In the meantime, off I go, reluctantly, in the cold, cold winter, to the nearest record shop to buy music the old fashioned way…


Pretexting, Ethics and Clients

Still catching up a bit – very quick post on the HP “pretexting” thing. As you may recall, HP asserted that its practice of pretexting – i.e. pretending to be someone else to get confidential telephone records – was legal. They were investigated leaks to the press by one of their board members and had resorted to this practice to try and find the leak. I had commented elsewhere long ago when this story first broke that even if it were illegal, very few (if anyone) could consider such actions the least bit ethical.

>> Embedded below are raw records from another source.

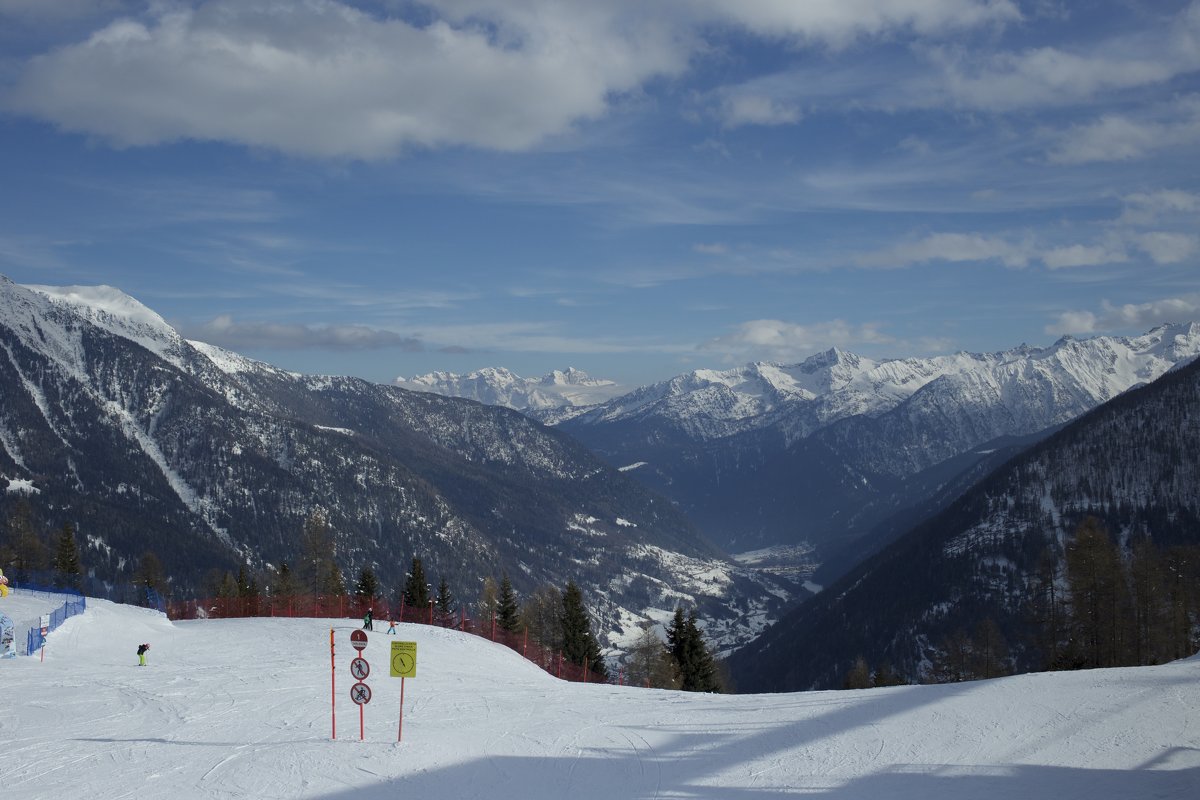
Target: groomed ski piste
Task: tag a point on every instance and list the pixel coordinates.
(240, 709)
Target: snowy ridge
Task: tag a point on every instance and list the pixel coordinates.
(1067, 379)
(120, 314)
(498, 386)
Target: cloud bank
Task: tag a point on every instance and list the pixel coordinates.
(325, 79)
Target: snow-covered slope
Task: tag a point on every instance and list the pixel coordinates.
(240, 709)
(498, 386)
(823, 451)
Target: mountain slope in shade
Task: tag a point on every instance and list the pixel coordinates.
(1131, 463)
(240, 710)
(498, 386)
(147, 441)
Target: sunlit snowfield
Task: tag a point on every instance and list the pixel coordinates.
(241, 709)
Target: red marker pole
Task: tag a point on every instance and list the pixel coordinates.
(333, 685)
(400, 731)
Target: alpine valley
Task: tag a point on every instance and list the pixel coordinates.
(823, 462)
(923, 487)
(149, 443)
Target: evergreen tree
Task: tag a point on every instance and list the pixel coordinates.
(508, 614)
(67, 570)
(859, 675)
(1097, 590)
(1047, 611)
(318, 569)
(1149, 593)
(285, 584)
(540, 617)
(228, 587)
(989, 651)
(580, 645)
(367, 587)
(489, 601)
(697, 669)
(649, 662)
(444, 603)
(417, 588)
(29, 554)
(150, 577)
(334, 585)
(952, 662)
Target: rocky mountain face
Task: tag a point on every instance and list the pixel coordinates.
(148, 441)
(496, 386)
(825, 452)
(1131, 463)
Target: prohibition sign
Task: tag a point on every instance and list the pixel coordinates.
(360, 693)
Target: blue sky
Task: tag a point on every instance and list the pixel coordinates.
(633, 188)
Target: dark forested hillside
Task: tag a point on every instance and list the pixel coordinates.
(1129, 469)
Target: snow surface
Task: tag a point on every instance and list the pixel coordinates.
(240, 709)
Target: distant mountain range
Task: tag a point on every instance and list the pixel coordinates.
(496, 386)
(1131, 463)
(827, 451)
(148, 441)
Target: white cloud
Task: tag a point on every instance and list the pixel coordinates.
(741, 109)
(948, 247)
(322, 78)
(1150, 208)
(838, 22)
(781, 341)
(227, 332)
(1168, 247)
(1137, 316)
(1083, 256)
(1114, 137)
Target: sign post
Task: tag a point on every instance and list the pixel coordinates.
(359, 667)
(403, 665)
(333, 685)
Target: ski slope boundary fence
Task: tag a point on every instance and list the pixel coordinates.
(347, 606)
(76, 603)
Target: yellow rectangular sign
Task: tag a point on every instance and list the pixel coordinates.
(403, 659)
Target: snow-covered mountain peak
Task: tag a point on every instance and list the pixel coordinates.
(118, 313)
(499, 386)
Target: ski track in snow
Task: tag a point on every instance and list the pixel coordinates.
(239, 709)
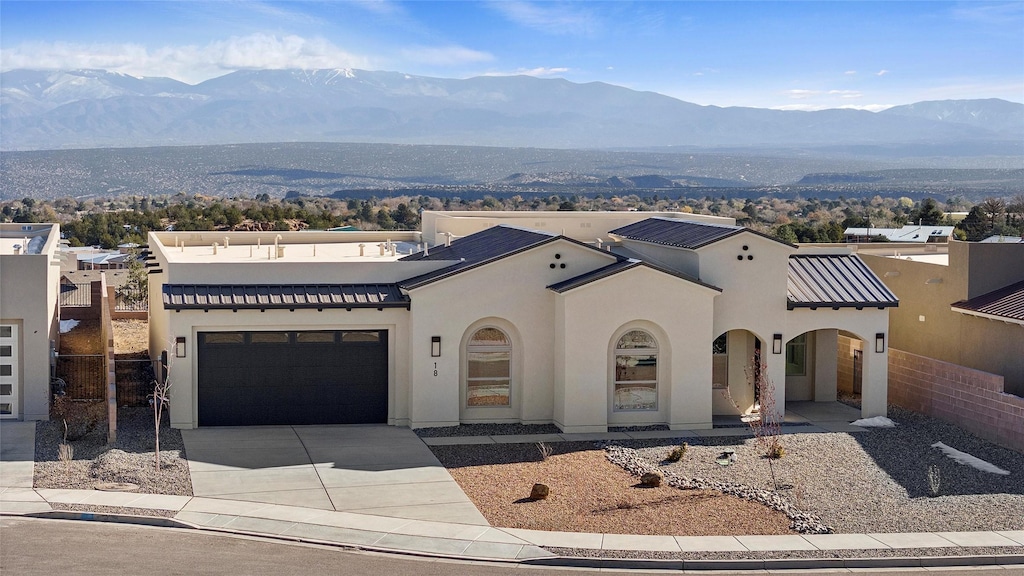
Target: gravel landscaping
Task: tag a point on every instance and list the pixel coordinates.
(876, 481)
(591, 494)
(130, 459)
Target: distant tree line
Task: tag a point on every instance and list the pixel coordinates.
(111, 221)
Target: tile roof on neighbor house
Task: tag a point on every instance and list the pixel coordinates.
(1005, 303)
(681, 234)
(614, 269)
(835, 281)
(480, 248)
(231, 296)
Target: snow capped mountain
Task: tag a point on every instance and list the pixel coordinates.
(93, 108)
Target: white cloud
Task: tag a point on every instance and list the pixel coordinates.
(445, 55)
(845, 93)
(186, 63)
(550, 17)
(531, 72)
(799, 94)
(815, 108)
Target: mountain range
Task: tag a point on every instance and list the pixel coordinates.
(52, 110)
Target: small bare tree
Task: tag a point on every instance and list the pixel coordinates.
(766, 424)
(161, 397)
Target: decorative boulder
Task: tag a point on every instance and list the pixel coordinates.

As most of you know apparently there was some disagreement as to legality and a few folks at HP were charged. Then I read this recent story about how HP was ending its special ties to Larry Sonsini, of the California powerhouse firm of Wilson Sonsini:

Sonsini – famous for decades in these parts – gained national fame in September during HP’s spy scandal hearings in front of Congress. Emails between the lawyer, HP executives and former director Tom Perkins raised serious questions about how sound Sonsini’s advice was around the practice of pretexting. He seemed to indicate that phone record fraud sounded like fair game, after being nudged in that direction by HP’s internal lawyers.

My emphasis. Its unfortunate to hear of something like this. I don’t doubt that he took the time and effort to research the law to come to a reasonable opinion on the matter before advising his client – obviously it was a very grey area of the law. In those circumstances its unfortunate that he didn’t perhaps suggest, notwithstanding the black letter of the law, that it would be unwise do take the course of action they were contemplating. That as good corporate citizens with a significant public profile, that such a practice is not something they should even consider. But then again, maybe he did and they didn’t listen (and of course he would surely have the good sense never to say that in public and embarrass a major client) or maybe he thought that such comments were not for legal counsel to make. Who knows.

The situation is not unfamiliar to many lawyers – particularly when it comes to giving opinions – lawyers are sometimes subjected to pressure to deliver the opinion that a client wants to hear rather than the one they should probably be delivering. By this I’m certainly not suggesting lawyers are delivering bad or incorrect opinions. What I am saying is that there are often grey areas of the law (which tend to be the areas on which legal expertise are sought) and in respect of which opinions can go one of two or more ways. And sometimes, the client will want to hear a certain outcome – for example, in the case of HP, I’m sure they would have liked the comfort to hear from their external counsel that their actions were legal – it would serve as some evidence that they took some degree of diligence and could serve to mitigate consequences if it turned out governmental authorities differed. If he, on the other hand, refused, or proffered a legal opinion that it was fine but qualified with a recommendation not to take such actions, HP likely would have not been very happy with him. And everyone knows what happens when clients aren’t happy.

Its an unfortunate situation to be in. Particuarly in this case, where, at the end of the day, HP still, obviously, isn’t happy with him.